スイス専門学校連盟(FET)はこのほど、時計修理工の養成課程の要件に大きく応える内容の書籍「時計理論」の改訂版を出版しました。これは愛好家にとって朗報ですが、スペイン語圏の愛好家にとってはさらに大きなニュースです。なぜなら、今回初めてドイツ語、英語、イタリア語に加えて、セルバンテスの言語にも翻訳されたからです。

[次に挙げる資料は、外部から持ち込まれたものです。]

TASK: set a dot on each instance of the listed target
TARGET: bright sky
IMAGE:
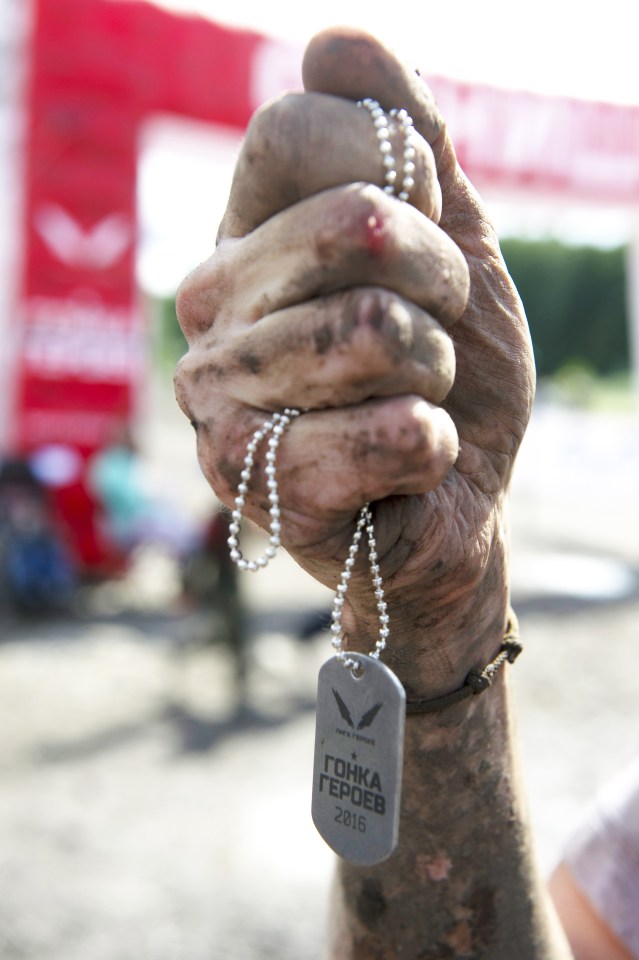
(549, 46)
(554, 46)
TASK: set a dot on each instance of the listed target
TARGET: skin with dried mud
(396, 329)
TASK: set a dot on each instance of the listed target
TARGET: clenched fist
(395, 327)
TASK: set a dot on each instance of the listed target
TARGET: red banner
(99, 69)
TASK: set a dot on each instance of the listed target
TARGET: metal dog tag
(357, 776)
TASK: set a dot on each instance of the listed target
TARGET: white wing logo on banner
(97, 247)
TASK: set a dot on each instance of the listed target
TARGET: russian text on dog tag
(357, 775)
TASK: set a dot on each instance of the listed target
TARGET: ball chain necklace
(361, 704)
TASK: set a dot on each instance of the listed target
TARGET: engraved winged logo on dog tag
(359, 738)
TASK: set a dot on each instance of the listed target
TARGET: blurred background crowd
(155, 712)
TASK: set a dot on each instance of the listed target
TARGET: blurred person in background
(395, 328)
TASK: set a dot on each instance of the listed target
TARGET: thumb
(494, 384)
(351, 63)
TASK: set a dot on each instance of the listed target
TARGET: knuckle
(273, 133)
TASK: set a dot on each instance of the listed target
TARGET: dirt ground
(148, 812)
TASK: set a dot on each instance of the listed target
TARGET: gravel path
(144, 813)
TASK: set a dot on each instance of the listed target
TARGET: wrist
(437, 639)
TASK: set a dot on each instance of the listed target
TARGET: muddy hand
(396, 327)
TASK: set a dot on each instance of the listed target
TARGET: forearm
(463, 882)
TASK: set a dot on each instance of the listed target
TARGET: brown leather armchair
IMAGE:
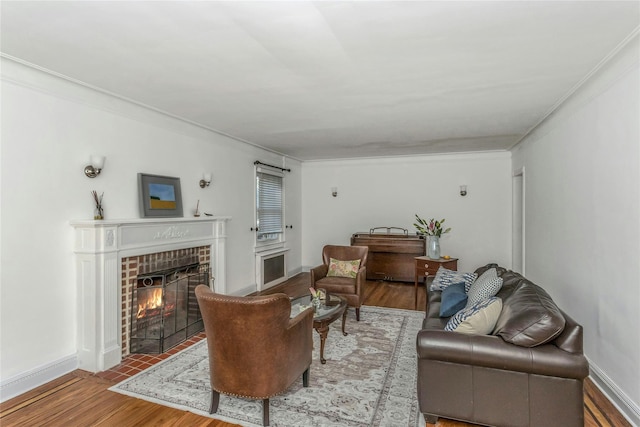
(351, 289)
(255, 350)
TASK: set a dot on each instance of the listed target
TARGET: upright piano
(391, 254)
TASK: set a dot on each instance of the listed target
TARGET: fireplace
(164, 309)
(111, 254)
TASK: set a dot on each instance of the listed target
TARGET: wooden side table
(426, 266)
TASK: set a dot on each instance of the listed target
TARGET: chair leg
(215, 400)
(305, 377)
(265, 412)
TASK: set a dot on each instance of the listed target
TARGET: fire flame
(153, 302)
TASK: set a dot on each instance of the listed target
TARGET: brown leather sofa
(520, 375)
(351, 289)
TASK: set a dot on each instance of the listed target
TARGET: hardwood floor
(83, 399)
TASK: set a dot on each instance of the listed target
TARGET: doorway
(518, 232)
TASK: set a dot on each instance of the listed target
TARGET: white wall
(583, 220)
(390, 191)
(49, 128)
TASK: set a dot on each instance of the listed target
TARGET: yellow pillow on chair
(338, 268)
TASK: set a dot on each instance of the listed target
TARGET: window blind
(268, 205)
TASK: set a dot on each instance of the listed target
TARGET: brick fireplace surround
(108, 254)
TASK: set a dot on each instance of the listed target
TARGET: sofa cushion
(478, 319)
(339, 268)
(529, 317)
(454, 299)
(445, 277)
(484, 287)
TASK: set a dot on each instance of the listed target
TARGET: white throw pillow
(445, 278)
(479, 319)
(485, 286)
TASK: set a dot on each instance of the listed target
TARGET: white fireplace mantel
(99, 248)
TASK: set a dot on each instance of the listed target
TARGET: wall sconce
(206, 180)
(93, 170)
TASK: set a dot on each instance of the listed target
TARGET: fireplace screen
(165, 311)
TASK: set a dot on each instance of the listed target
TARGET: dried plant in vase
(98, 213)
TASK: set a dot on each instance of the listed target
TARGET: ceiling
(328, 80)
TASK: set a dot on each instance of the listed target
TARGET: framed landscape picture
(160, 196)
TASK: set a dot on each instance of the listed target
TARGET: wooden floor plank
(83, 399)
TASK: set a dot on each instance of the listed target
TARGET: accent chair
(256, 350)
(352, 288)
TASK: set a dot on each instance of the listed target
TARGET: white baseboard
(29, 380)
(294, 272)
(629, 409)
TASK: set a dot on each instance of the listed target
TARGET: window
(268, 206)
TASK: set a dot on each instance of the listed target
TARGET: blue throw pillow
(453, 300)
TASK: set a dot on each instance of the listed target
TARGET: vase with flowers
(432, 229)
(98, 212)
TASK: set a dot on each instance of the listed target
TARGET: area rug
(369, 379)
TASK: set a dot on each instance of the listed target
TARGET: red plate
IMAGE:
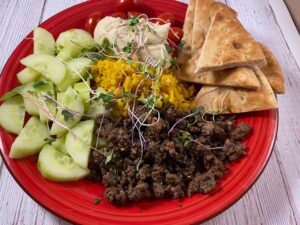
(74, 201)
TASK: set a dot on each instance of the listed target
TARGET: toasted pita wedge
(205, 10)
(273, 71)
(236, 77)
(229, 45)
(185, 54)
(238, 100)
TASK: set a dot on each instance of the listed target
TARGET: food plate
(74, 201)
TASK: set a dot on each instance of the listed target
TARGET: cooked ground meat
(175, 163)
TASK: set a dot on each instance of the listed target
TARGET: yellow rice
(117, 75)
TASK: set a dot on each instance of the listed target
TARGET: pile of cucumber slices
(55, 91)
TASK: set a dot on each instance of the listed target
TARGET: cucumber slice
(97, 107)
(84, 91)
(59, 144)
(49, 66)
(79, 147)
(77, 36)
(59, 167)
(72, 102)
(30, 140)
(69, 51)
(51, 106)
(27, 75)
(76, 70)
(29, 96)
(12, 114)
(44, 42)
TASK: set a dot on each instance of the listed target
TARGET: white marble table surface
(273, 200)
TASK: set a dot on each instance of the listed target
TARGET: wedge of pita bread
(228, 45)
(273, 71)
(236, 77)
(238, 100)
(185, 53)
(205, 10)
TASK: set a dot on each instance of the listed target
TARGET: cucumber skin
(27, 75)
(73, 101)
(58, 167)
(12, 114)
(30, 140)
(49, 66)
(79, 148)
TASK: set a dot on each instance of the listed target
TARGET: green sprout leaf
(109, 156)
(40, 84)
(185, 137)
(128, 48)
(67, 115)
(49, 140)
(12, 93)
(133, 21)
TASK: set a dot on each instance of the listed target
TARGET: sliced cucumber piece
(49, 66)
(44, 42)
(79, 140)
(47, 89)
(72, 103)
(76, 70)
(69, 51)
(59, 144)
(59, 167)
(30, 99)
(12, 114)
(77, 36)
(27, 75)
(83, 90)
(97, 107)
(30, 140)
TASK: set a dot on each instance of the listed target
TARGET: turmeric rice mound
(117, 76)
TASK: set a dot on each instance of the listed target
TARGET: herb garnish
(12, 93)
(67, 115)
(40, 84)
(128, 48)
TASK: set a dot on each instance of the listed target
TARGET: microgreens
(40, 84)
(128, 48)
(67, 115)
(49, 140)
(133, 21)
(184, 138)
(12, 93)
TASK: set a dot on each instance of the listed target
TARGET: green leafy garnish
(128, 48)
(169, 49)
(180, 46)
(12, 93)
(109, 156)
(106, 97)
(185, 137)
(128, 94)
(40, 84)
(133, 21)
(67, 115)
(49, 140)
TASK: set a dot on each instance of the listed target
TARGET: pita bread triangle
(273, 71)
(236, 77)
(205, 10)
(185, 54)
(238, 100)
(229, 45)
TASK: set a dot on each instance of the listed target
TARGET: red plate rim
(234, 199)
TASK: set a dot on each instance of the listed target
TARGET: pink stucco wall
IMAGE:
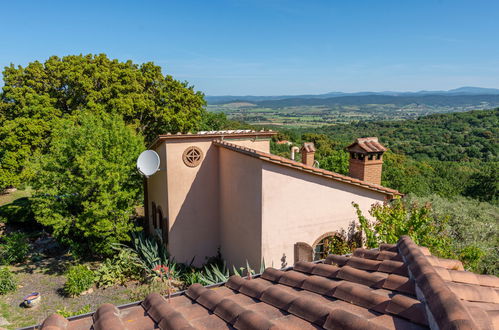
(240, 208)
(249, 208)
(300, 207)
(189, 197)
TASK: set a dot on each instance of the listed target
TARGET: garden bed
(48, 279)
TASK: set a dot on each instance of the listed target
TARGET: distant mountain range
(353, 97)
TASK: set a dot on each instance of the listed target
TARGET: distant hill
(447, 137)
(451, 100)
(462, 91)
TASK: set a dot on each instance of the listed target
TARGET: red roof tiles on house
(369, 144)
(342, 292)
(214, 135)
(302, 167)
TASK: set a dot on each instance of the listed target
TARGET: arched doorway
(164, 226)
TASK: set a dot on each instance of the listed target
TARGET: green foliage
(67, 313)
(152, 253)
(119, 269)
(191, 276)
(216, 273)
(392, 220)
(19, 211)
(340, 244)
(14, 249)
(213, 274)
(427, 155)
(78, 279)
(87, 183)
(460, 136)
(460, 228)
(8, 282)
(36, 96)
(141, 292)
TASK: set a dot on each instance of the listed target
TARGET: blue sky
(271, 47)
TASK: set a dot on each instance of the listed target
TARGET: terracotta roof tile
(369, 144)
(300, 166)
(373, 289)
(388, 247)
(108, 317)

スペイン語で書かれた時計製造に関する書籍は非常に少なく、他言語からスペイン語に翻訳されたものもわずかです。愛好家に最も知られているのは、おそらくH. Jendritzkiの「スイス時計修理工のマニュアル」でしょうが、その翻訳は技術的に、かなり改善の余地があると言わざるを得ません。一方、P. G. Beldaの「時計製造マニュアル」のスペイン語版は存在しますが、1954年に遡り、その後の版(最新は1986年)でどこまで更新されているかは不明です。また、私が読んだ限りでは、プロフェッショナルの間でも特に好まれているわけではありません。

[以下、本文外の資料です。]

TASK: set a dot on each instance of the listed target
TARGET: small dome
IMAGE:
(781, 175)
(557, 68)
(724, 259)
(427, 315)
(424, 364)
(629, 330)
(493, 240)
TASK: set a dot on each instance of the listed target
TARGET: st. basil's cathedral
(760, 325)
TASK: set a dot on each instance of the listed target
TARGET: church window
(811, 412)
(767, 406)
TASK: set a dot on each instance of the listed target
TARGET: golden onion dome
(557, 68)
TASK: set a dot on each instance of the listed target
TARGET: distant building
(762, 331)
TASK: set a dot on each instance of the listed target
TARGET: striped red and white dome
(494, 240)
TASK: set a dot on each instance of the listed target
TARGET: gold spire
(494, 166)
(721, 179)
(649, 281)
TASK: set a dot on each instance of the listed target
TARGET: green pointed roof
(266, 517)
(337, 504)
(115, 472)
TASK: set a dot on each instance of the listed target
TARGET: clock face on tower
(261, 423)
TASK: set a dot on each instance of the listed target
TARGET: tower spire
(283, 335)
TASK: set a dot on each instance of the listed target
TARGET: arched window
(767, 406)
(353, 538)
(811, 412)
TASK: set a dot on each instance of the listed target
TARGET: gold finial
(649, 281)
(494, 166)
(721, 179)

「時計理論」は、ル・サンティエのジュウ渓谷技術学校(École Technique de la Vallée du Joux de La Sentier)の教授陣によって執筆され、校長のシャルル=アンドレ・レイモンダンが指揮を執り、そして重要なことに、オーデマ ピゲの製造工房と博物館のビジターガイドとして働くアルベルト・エルナンデスによってスペイン語に翻訳されました。この活動により、彼は時計製造の専門用語に深い知識を持ち、それをこの翻訳に活かし、理解しやすく、そして何より魅力的なテキストを生み出すことに成功しました。

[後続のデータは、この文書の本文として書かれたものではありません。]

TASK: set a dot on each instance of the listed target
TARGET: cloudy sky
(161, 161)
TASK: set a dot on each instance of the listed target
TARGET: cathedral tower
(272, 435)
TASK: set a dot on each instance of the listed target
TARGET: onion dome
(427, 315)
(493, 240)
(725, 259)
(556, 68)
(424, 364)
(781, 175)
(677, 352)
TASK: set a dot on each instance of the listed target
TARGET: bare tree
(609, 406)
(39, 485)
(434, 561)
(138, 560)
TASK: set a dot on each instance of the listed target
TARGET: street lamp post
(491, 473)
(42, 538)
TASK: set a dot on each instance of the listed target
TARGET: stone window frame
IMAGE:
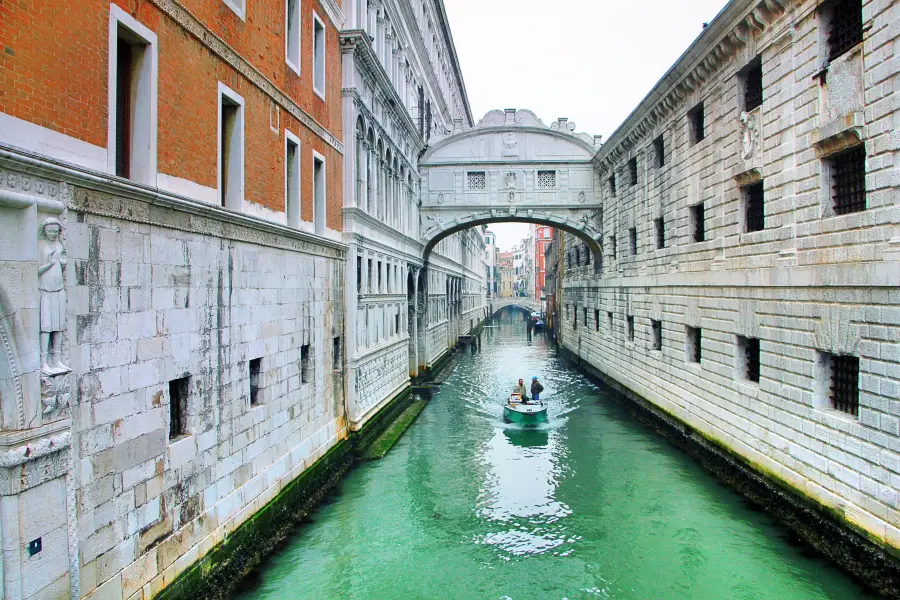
(234, 199)
(293, 195)
(293, 55)
(319, 51)
(143, 154)
(239, 7)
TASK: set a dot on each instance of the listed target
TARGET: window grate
(476, 180)
(699, 233)
(753, 86)
(845, 30)
(546, 179)
(751, 354)
(845, 384)
(754, 207)
(656, 326)
(849, 176)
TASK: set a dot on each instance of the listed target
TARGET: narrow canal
(593, 505)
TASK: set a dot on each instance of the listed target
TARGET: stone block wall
(808, 285)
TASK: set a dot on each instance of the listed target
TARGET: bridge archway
(512, 167)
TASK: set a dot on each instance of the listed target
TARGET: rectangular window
(656, 327)
(255, 368)
(692, 343)
(546, 179)
(843, 374)
(751, 77)
(131, 135)
(178, 395)
(292, 178)
(231, 149)
(697, 126)
(305, 367)
(292, 34)
(698, 225)
(336, 355)
(476, 180)
(845, 29)
(318, 56)
(748, 355)
(848, 174)
(659, 151)
(318, 193)
(754, 207)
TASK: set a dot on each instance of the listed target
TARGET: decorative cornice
(178, 13)
(720, 42)
(103, 194)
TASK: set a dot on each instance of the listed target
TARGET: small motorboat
(526, 413)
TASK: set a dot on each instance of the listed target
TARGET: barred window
(845, 27)
(546, 179)
(848, 171)
(696, 121)
(659, 149)
(748, 350)
(752, 77)
(698, 228)
(844, 388)
(754, 207)
(660, 225)
(656, 326)
(692, 343)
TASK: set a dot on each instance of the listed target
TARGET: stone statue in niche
(749, 135)
(51, 283)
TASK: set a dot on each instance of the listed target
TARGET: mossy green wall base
(220, 572)
(825, 530)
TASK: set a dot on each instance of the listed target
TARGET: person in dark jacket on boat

そして、まさにこれは学術的なテキストと言えるでしょう。その理由は二つあります。第一に、時計製造を学ぶ学生を明確に対象としていること、第二に、何も当然のことと見なしていないことです。第1章では時間の概念と定義から説明を始め、歯車の歯のサイズの計算にまで及びます。さまざまなタイプの時計、コンプリケーション、分解図、スケッチなど、すべてが学校の教科書を非常に彷彿とさせる形式でまとめられており、文字盤の下に何があるのかをずっと知りたかったけれど、どこから始めればいいかわからなかったすべての人にとって理想的なツールとなっています。さらに、既存の書籍とは異なり、電子ムーブメント(回路、音叉、蓄電池など)も含まれており、スマートウォッチが時計と見なせるかどうかが不明な中でも、その有効性を裏付けています。ここから、350ページを超えるこの作品の抜粋(シラバスを含む)を含むPDFをダウンロードできます。
現在のところ、「時計理論」はシモナン(Simonin)で127スイスフラン(送料別)で購入できます。